Entertainment: Tom Ford leads the streetwear resistance

Tom Ford leads the streetwear resistance

Tom Ford could not have known he would open the spring 2019 collections hours after the Trump resistance in the White House tipped its hand, but it was a pretty sure bet something big was likely to happen.

NEW YORK — It’s a tough game to have to put on a fashion show in the current extreme news cycle. Especially when that show happens to be the first one of New York Fashion Week. You’ve got to make a pretty good case for your own relevance.

Tom Ford could not have known he would open the spring 2019 collections hours after the Trump resistance in the White House tipped its hand, but it was a pretty sure bet something big was likely to happen.

So it was a smart idea (and a lucky coincidence) he started with some resistance of his own.

“I feel that fashion has somehow lost its way a bit, and it is easy for all of us to be swept up in trends that have lost touch with what women and men want to actually wear,” Ford said in notes emailed after his show. The front-row presence of Henry Golding — the newly minted “Crazy Rich Asians” heartthrob and probable fashion week most-invited, who donned a sleek white dinner jacket and black bow tie by Ford to take his seat between Anna Wintour and Cardi B — presumably being an indication of Ford’s own in-touchness.

However, where Golding’s appearance might have suggested a look forward — or at least a keen sense of the current moment — Ford’s clothes seemed like nothing so much as a step back: to the beginning of his own career at Gucci in the mid-1990s, when Carine Roitfeld, the French stylist-turned-magazine-editor, was his muse, and his women ruled the C-suite in pencil skirts and stilettos.

There were pencil skirts galore this time around, too — ruched tight at the thigh or flyaway at the hem, flashing just a bit of lingerie lace, like a promise, at the knee — under strong-shouldered faux crocodile suit jackets, all worn with metal spike heels, all often caught at the waist by tough leather corsets. There were men (mostly as accessories to the women, in complementary shades) in gleaming, narrow silk suits and geek sleaze square glasses. Otherwise, there were very few trousers, unless in a tux. There were a lot of neutrals: black, beige, lilac, white. There was some leopard, especially for evening, over lavish silk fringe. And capes billowing off the shoulders of slinky dresses.

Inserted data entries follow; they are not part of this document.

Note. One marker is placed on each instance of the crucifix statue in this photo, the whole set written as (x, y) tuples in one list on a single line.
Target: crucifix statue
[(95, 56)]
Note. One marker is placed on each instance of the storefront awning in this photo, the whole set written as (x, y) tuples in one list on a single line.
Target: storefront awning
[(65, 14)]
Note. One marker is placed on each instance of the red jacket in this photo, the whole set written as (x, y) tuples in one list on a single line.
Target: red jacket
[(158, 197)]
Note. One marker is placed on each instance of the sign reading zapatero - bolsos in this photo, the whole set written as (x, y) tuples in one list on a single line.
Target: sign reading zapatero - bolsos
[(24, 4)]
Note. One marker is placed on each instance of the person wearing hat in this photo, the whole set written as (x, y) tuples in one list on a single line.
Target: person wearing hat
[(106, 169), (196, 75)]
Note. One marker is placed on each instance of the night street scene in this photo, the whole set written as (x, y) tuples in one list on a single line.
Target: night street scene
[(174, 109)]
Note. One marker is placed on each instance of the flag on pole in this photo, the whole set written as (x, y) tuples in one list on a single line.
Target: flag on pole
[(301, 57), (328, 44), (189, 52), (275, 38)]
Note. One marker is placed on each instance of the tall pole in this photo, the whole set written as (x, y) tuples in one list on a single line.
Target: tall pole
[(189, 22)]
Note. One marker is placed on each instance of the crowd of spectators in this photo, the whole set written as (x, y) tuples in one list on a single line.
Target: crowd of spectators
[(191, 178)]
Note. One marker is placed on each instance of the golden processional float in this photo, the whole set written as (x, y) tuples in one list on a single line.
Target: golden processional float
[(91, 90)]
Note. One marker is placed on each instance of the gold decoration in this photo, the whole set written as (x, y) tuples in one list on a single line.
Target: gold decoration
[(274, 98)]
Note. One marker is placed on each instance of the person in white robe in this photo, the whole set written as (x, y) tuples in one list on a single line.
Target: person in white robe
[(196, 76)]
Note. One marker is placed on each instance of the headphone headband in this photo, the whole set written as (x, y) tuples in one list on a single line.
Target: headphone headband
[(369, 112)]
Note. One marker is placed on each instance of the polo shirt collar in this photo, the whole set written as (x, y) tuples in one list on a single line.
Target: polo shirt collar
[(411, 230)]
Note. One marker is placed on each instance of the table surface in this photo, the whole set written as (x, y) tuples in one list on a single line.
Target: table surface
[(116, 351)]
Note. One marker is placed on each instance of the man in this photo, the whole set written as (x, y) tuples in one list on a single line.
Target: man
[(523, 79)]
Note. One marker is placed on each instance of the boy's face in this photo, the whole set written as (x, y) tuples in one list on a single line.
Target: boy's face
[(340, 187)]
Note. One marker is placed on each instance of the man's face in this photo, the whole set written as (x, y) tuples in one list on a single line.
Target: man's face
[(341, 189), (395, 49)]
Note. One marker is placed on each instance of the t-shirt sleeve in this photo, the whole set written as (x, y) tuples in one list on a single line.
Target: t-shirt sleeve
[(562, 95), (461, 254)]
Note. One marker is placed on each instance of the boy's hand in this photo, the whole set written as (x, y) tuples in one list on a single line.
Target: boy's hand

But what was really interesting was what there was not: athleisure or streetwear. There was not a sneaker in sight.

No sneakers! Be still, my beating-hard-because-I’m-on-a-treadmill heart.

This was not casual dressing. It didn’t even look like it placed a terribly high premium on comfort (certainly those shoes did not), one of the catchwords of recent seasons. Sure, some of the fabrics were stretchy, but not in a yoga-way — in a trussed-up-in-silk-jersey way.

That’s not necessarily a bad thing. Recently Ford’s collections have swung between a kind of overwrought decadence and a neon disco/aerobics rabbit hole, greased by the rise of the workout wardrobe. It’s something of a relief to see a designer stop chasing the chimera of the athletic world.

But while this was very much a return to form, it’s an old form — a definition of power that relies on hobble skirts, chopped and changed le smokings, and the boardroom/bedroom trope. (The menswear, less fraught, was also less dated.) Once upon a time, that was exactly what people wanted. Ford gave it form, and it made him famous.

In the context of today, however, when hurtling toward the next crisis and needing to turn on a dime are among the few constants, and when a revolt against the establishment may be in the offing, it seemed less like a solution than a well-executed, occasionally alluring, exercise in nostalgia.